Updated: 2013-10-25 17:18
( Xinhua)

The current spike in China's money-market rate is just temporary and not a sign of policy tightening by the People's Bank of China (PBOC), two HSBC economists said Friday.

There is no need for the PBOC, the central bank, to tighten or loosen monetary policy in the coming quarters as inflationary pressures remain modest and additional money inflows can be expected, according to a research note by Qu Hongbin, co-head of Asian economic research of HSBC and Sun Junwei, China economist of HSBC.

China's seven-day repo rate, a benchmark for short-term funds, climbed to almost a two-month high of 4.67 percent on Thursday. Meanwhile, the central bank refrained from injecting liquidity by skipping reverse repo issuance for the third consecutive time.

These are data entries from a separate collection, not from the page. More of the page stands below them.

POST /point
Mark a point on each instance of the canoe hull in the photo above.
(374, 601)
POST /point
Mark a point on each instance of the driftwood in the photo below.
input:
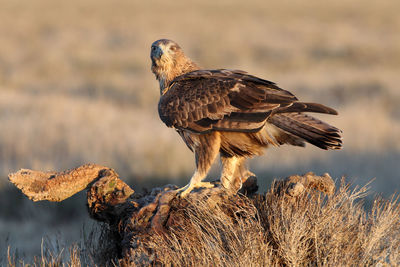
(134, 217)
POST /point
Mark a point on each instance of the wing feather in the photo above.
(229, 100)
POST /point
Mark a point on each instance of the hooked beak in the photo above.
(156, 53)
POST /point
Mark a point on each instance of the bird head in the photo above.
(168, 61)
(164, 55)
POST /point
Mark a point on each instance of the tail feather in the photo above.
(312, 130)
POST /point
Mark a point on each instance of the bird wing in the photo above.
(227, 100)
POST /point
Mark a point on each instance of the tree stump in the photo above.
(137, 217)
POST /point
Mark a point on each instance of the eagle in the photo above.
(232, 114)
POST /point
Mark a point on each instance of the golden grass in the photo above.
(271, 230)
(75, 74)
(81, 70)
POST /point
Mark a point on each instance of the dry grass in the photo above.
(93, 64)
(312, 230)
(278, 230)
(76, 74)
(270, 230)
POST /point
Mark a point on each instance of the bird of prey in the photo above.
(231, 113)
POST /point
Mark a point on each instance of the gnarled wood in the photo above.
(135, 217)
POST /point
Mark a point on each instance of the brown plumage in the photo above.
(231, 113)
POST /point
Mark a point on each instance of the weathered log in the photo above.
(134, 217)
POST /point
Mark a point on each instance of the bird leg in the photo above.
(205, 152)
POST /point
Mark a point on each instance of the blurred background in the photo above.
(76, 87)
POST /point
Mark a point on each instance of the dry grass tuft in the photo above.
(275, 229)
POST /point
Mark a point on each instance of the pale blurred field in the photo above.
(76, 85)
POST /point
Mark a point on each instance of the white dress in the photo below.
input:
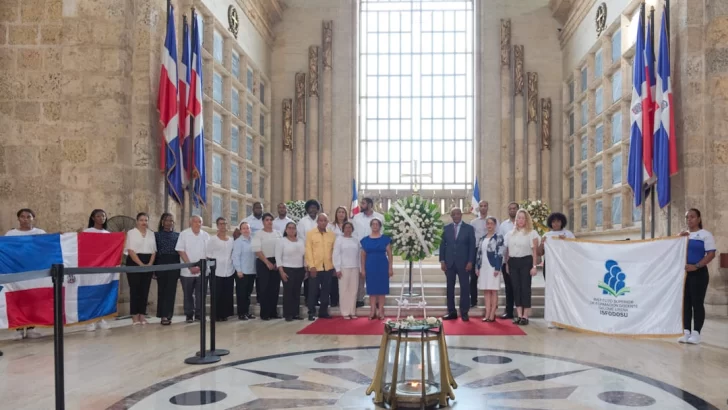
(486, 280)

The suspension of reverse repos might have been caused by the need to slow down money inflows, which started to accelerate as indicated by the 126 billion yuan ($20.54 billion) increase of the forex purchase position by commercial banks in September, they said.

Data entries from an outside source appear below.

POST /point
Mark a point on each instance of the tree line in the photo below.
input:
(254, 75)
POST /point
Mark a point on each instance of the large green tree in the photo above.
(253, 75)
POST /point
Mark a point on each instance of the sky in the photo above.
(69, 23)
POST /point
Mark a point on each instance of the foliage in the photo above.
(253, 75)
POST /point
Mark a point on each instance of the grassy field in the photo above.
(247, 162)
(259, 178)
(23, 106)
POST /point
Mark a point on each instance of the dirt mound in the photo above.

They believed the recent acceleration of headline inflation mainly reflected the seasonal spikes of fresh vegetables and fruits. The underlying inflationary pressures remain modest, given the below-trend GDP (gross domestic product) growth and the limited upstream price pressures.

Housing data this week showed China's house prices in September gained 9.1 percent from last year, raising fresh concerns about property bubbles and consumer inflation.

To check property prices, Beijing will likely reply by increasing supply rather than tightening monetary conditions, they noted.

The ongoing renminbi appreciation and the renewed expectation of delayed quantitative easing (QE) tapering all mean risks of additional money inflows in the coming months, fuelling liquidity growth, according to their research.

Keeping liquidity at an appropriate level is still the policy priority for the PBOC, according to its latest statement on it website on Oct 16.

We expect monetary policy to remain relatively stable, with some fine-tuning measures to be utilized in order to adjust liquidity conditions, they added.